There’s been little or no bounce for Romney/Ryan from the GOP convention, on the eve of the Democratic convention. The race is static and has been static for the last several months, because in general, we have a polarized country with few undecideds. Frank Newport of Gallup has both Presidential candidates basically at 46% since April, right through to today.

This will be an election where the race can get decided on the margins, where the little things matter. And I think there are plenty of stories to tell about that, from the ground game to the efforts at voter suppression. I plan to tell those stories in the coming days.

But it’s worth both looking back and looking forward to understand, after the bunting comes down and the hanging chads put away, what the Presidency looks like as a policymaking position. The past we can recite pretty much in rote fashion. Ryan Grim and Sam Stein do an excellent job recapping the last four years, how the man who campaigned on a movement-based vision for inviting the public to take part in their democracy closed the door once he got into Washington and played an inside game. He bought off special interests to pass health care, and bowed to the swing votes in both parties to nudge things like stimulus across the line. When the public got engaged, usually through an outside game but more gradually as part of Presidential politics, the results typically improved. To use just one example, unions scaring Blanche Lincoln with a primary did more for derivatives reform (at least on paper) than any insider meeting and bargain with K Street. Eventually the White House tested this outside strategy, and it helped force Republicans’ hand on the payroll tax cut and unemployment benefits extension.

That’s a somewhat simplistic version of how the last four years went (for instance, tucked in that UI extension was a rollback of benefit weeks), but it’s good for a rough sketch. And the President says that he wants to engage the public more in a second term to reach goals and priorities.

Over his first term, Mr. Obama, 51 years old, has fundamentally shifted his view of modern presidential power, say those who know him well. He is now convinced the most essential part of his job, given politically divided Washington, is rallying public opinion to his side.

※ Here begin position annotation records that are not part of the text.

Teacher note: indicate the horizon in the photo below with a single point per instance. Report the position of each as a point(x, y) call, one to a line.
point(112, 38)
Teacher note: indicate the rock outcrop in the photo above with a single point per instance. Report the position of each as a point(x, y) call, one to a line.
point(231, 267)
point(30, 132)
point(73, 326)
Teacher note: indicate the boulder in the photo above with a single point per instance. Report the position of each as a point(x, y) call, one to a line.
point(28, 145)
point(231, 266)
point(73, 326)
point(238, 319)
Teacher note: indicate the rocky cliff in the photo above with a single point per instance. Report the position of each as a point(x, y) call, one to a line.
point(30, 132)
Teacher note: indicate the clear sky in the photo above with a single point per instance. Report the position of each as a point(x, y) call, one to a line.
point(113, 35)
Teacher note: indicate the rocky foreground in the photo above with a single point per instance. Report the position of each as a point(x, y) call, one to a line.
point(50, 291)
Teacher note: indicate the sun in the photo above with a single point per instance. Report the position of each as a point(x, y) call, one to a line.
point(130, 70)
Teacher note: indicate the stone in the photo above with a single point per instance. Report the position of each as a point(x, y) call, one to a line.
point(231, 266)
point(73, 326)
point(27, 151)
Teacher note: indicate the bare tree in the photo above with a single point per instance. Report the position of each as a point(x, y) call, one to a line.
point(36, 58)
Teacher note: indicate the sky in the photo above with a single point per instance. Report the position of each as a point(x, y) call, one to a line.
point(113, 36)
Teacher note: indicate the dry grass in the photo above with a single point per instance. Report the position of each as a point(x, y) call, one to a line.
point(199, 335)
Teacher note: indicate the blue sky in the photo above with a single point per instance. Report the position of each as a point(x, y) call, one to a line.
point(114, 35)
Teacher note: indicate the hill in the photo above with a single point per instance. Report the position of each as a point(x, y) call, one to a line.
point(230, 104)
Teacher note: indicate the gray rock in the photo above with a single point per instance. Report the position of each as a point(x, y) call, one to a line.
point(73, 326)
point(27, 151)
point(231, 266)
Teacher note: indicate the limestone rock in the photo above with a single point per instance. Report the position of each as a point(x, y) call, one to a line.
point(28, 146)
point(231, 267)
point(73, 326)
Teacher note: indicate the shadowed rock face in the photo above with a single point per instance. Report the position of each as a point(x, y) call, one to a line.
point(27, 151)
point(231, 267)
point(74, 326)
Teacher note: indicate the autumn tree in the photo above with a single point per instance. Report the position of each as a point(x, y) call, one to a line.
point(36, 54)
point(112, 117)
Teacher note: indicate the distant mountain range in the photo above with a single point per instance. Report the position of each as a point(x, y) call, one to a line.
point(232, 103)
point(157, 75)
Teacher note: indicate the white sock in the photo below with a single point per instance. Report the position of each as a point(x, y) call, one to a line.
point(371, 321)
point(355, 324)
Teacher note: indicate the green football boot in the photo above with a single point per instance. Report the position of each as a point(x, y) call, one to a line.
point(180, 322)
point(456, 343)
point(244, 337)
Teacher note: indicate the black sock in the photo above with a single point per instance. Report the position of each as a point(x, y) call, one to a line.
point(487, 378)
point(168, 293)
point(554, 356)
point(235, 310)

As a result, if he wins a second term, Mr. Obama plans to remain in campaign mode. “Barack is grayer, but he’s wiser from the battles,” says Charles Ogletree, a friend and one of Mr. Obama’s professors at Harvard. “This time Barack will use the bully pulpit.”

The president views a second term in some ways as a second chance, an opportunity to approach the office differently, according to close aides. He would like to tackle issues such as climate change, immigration, education and filibuster reform.

If that were the set of issues for the election, and if the bully pulpit were the method employed, it sounds good. However, during the debt limit debate, President Obama – for the first time in his Presidency – appealed to the public to make calls for a “balanced” deficit reduction plan, which we now know included increases to the Medicare eligibility age and cuts to Social Security benefits. There’s no guarantee that this new philosophy of engagement will get put to positive use.

That’s particularly true because the President is making things harder on himself in ways that, if you didn’t know better, you would say were intentional:

The Obama campaign is primarily focused on winning the 270 electoral votes needed to gain a second term. The president does almost no fundraising for Senate or House candidates and hasn’t transferred money to other party election committees. His numerous campaign offices rarely coordinate with local candidates or display signs for anyone but Mr. Obama.

At rallies, Mr. Obama seldom urges supporters to volunteer—or even vote—for other Democrats running for office. Sometimes, he mentions other politicians in the room without noting that they are seeking re-election. He rarely shares the stage with other candidates.

Campaign aides focus on the fact that, if the President does well, downticket candidates will as well. But this reluctance to embrace members of the same party and float above politics fits with the consistent theme of Obama rebutting the image bestowed on him be Republicans by saying that everything he has pursued has been a bipartisan or Republican idea. Read this Parade magazine interview with the Obama family, cover up some identifiers, and you wouldn’t know the political party of the speaker.

(Political party) voters, if you ask them about my particular policy positions, often agree with me. So there’s a difference between (Political party) in Washington and (Political party) and (Political party)-leaning voters around the country. I think that after this election, we’ll be in a position to once again reach out to (Political party) and say that the American people have rendered a judgment, and the positions we’re taking are well within what used to be considered bipartisan centrist approaches [...]

My approach has been pretty consistent from the start; I’ve often proposed ways to solve our problems that used to be embraced by (Political party). There’s no better example than the health care bill, which was designed originally by the now (Political party) standard-bearer and is working pretty well in Massachusetts. The Recovery Act that helped us avoid a depression, a third of it was tax cuts. My hope is that the (Political party), post election, steps back and says, “Now that we’re not so worried about beating the president, maybe we should spend a little time focusing on solving the problems.

And then the campaign wonders about an enthusiasm gap.